Tetrominos (tetris pieces) allow multiple ways to reach the goal (creating solid lines of 10) because they can be rotated and fit together in hundreds of combinations. For a single row, a piece can contribute 1-4 blocks depending on the arrangement. At the same time, a single piece can affect 1-4 rows. Basically, playing Tetris involves constantly "counting to 10" with multiple rows. Just understanding the game this way allows us to see how algorithmic this process can be. Throw in random pieces and it's obvious that a player with a thorough understanding of how every piece potentially fits into any combination is the primary skill.

The core gameplay of BOXLIFE revolves around cutting 6 sided boxes out of a flat piece of paper. There are a total of 11 different ways this can be done. So when presented with large pieces of paper where multiple boxes must be cut out, the challenge comes from finding a right combination of cube cutouts that will use up every inch of paper. As with all good puzzle games, there are more ways to be wrong than right.

Like tetrominos, the skill in BOXLIFE requires players to thoroughly understand how the different box shapes fit together and how changing one box shape creates a ripple effect possibly requiring all of your other box cutout shapes to change. In BOXLIFE's puzzle mode every box shape you cut out in BOXLIFE consumes the available paper. This affects the next shapes you can cut out.

So whenever I produce a non-solution in either game, I study the game state. If you think about it, with double layered puzzle game challenges, working out a non-solution is essentially like creating a different version of the same puzzle. Some of the pieces may be in the wrong places or your non-solution may barely be off the mark, but all of this directly reflects the original problem. Seeing things from this new angle should point you in the right direction if your knowledge skills are good enough.

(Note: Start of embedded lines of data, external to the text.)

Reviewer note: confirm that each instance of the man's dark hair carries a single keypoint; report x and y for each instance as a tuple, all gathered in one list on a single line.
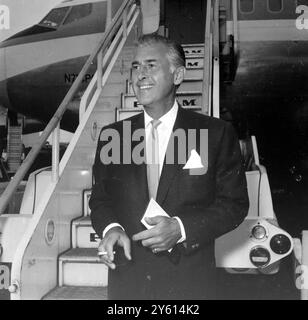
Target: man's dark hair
[(176, 55)]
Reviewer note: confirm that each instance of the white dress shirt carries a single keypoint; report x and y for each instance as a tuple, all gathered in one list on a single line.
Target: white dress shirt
[(164, 132)]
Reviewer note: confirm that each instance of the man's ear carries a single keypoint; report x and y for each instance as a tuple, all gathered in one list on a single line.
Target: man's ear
[(179, 74)]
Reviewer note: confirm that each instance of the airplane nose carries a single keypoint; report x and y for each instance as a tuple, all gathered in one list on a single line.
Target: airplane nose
[(4, 99)]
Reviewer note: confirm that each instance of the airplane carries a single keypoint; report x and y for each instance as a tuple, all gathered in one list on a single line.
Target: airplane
[(39, 64)]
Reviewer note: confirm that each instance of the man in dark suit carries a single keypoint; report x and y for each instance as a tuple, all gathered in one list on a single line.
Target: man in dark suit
[(174, 259)]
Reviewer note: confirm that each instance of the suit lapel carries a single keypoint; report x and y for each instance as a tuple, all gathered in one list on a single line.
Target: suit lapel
[(169, 171), (139, 170)]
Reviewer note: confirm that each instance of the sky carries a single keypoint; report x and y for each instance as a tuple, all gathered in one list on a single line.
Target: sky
[(25, 13)]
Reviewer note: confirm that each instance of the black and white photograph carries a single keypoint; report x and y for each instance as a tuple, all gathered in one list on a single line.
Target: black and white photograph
[(153, 153)]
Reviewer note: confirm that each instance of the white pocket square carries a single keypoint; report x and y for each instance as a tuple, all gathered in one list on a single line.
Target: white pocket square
[(194, 161)]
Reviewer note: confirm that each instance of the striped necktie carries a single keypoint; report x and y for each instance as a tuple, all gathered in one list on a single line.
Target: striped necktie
[(153, 159)]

Look at the **puzzle **marked in the image above. I have to take this shape and cut it up perfectly into cubes. If I reach any of the fail combinations, instead of hitting the reset button, I can read the non-solutions. "**Fail.1**" shows me where the trickiest/strictest section of the puzzle is and what happens when I don't address this area first. For this puzzle, the hardest section to work with is the left side mainly because of the 1 square hole. If I leave this to the end, the result will most likely be disconnected. Let's say I make a quick adjustment, and everything shifts into what we have in **fail.2**. Now the trouble spot is a solid shape, but it's not a shape that can be folded into a cube. This is a step closer to victory than **fail.1**. To break up the problem area in **fail.2**, I stab into the shape resulting in the yellow shape seen in **win.1/win.2**. Simply going with the flow from the fix in **fail.2** creates **win.1**. **Win.2** is a possibility that can be reached from **fail.2** that's a little less efficient and therefore a bit more unconventional/creative.

Double layered reading is a quality of deep puzzle challenges as opposed to complex puzzle challenges. Complex challenges generally challenge players to absorb and organize lots of information with minimal analyzation. Deep puzzle games challenge players to consider a very small set of information/rules and consider the many ways they interact and create permutations. It's all about playing smarter not harder.

I'll completely understand if you're a bit confused and you have to give this post another reading.